All motion requires a frame of reference, an origin from which to make measurements of displacement, and thus velocity, and so on.
In many cases, you can take the origin as fixed and make all measurements from that origin. But what happens if you are in a plane, in car, or on a train? Below is a video made to demonstrate what happens when you compare measurements in fixed and moving reference frames. At the end of these notes, you will find a formula that can be used to relate velocities measured in different reference frames.
This video's audio is not in English. Please note that the visual understanding is the primary focus.
We need a way to describe measurements in frames that are moving relative to each other. Consider the example of the truck and the pitching machine in the video above. The truck moves to the left with a speed of 100km/hr while the baseball is fired from the truck to the right with a speed of 100km/hr.

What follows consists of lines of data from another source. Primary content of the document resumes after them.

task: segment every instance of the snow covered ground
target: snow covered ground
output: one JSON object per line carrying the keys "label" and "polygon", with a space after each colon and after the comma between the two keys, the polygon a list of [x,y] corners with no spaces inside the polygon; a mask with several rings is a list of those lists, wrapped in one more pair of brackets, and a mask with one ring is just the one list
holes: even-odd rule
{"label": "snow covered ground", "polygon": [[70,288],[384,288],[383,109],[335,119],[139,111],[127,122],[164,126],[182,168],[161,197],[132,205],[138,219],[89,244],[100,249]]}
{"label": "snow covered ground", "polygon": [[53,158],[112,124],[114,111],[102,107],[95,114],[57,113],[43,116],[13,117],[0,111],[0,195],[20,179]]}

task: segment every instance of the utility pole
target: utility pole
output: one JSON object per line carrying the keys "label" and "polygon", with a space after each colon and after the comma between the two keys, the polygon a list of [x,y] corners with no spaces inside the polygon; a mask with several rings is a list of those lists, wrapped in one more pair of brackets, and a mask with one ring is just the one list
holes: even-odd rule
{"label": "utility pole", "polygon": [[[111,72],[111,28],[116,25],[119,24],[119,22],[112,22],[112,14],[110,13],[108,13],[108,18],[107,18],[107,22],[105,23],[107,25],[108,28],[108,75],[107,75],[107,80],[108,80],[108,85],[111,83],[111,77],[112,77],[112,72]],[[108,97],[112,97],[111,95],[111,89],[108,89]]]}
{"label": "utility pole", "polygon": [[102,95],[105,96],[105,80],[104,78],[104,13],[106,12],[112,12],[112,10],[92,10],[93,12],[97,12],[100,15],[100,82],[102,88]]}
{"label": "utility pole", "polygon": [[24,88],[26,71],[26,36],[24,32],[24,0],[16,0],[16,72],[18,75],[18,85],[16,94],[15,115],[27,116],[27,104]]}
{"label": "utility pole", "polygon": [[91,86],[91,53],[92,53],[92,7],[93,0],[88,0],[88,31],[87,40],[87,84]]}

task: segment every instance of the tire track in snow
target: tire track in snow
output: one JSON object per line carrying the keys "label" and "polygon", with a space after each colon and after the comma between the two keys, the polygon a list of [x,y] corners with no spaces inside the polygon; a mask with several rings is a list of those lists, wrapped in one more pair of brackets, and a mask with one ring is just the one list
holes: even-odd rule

In the frame of the camera, which is on the ground, the baseball appears to have no horizontal velocity. (When the baseball strikes the ground, it is spinning so it bounces off the ground and begins to move, but this not because it has any linear velocity in the fixed frame of the camera.)

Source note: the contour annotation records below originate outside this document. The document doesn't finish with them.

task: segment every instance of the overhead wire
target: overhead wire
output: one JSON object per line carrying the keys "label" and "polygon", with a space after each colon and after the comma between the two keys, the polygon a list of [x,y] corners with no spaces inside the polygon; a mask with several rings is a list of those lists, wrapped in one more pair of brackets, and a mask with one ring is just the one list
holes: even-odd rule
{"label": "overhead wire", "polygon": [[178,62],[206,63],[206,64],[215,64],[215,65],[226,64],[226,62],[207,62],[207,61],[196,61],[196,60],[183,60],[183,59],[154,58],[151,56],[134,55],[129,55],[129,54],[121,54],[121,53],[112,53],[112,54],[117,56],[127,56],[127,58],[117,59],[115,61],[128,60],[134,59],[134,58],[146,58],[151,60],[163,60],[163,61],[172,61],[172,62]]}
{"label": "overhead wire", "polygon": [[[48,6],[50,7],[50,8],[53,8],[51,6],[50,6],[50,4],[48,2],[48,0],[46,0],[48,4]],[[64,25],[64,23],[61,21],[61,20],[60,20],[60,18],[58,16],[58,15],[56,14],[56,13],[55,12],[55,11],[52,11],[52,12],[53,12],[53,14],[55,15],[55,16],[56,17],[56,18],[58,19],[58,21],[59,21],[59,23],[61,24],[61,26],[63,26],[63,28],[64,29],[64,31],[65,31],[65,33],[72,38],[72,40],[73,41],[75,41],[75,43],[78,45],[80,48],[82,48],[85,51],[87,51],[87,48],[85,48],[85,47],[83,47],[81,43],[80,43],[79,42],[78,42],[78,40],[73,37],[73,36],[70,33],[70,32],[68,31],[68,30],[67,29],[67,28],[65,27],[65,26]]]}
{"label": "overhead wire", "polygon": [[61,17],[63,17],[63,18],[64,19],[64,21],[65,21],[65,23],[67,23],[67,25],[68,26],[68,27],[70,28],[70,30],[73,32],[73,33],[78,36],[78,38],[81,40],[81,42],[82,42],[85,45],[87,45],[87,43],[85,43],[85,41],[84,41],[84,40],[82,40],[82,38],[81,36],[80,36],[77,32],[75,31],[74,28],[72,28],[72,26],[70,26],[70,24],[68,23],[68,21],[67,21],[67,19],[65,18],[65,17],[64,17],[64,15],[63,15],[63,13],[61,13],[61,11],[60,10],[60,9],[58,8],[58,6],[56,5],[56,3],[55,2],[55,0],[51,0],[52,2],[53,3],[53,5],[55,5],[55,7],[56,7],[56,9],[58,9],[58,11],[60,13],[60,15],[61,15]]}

In the diagram below, the truck appears at the instant the baseball leaves the pitching machine.
There are three velocities that we are interested in:
They are related through vector addition: $\vec{v}_{B/G} = \vec{v}_{B/T} + \vec{v}_{T/G} =$ $\langle -100,0 \rangle $ km/hr + $\langle 100,0 \rangle $ km/hr = $\langle 0,0 \rangle$ km/hr. This demonstrates that the velocity of the baseball with respect to the ground is zero (as observed in the video).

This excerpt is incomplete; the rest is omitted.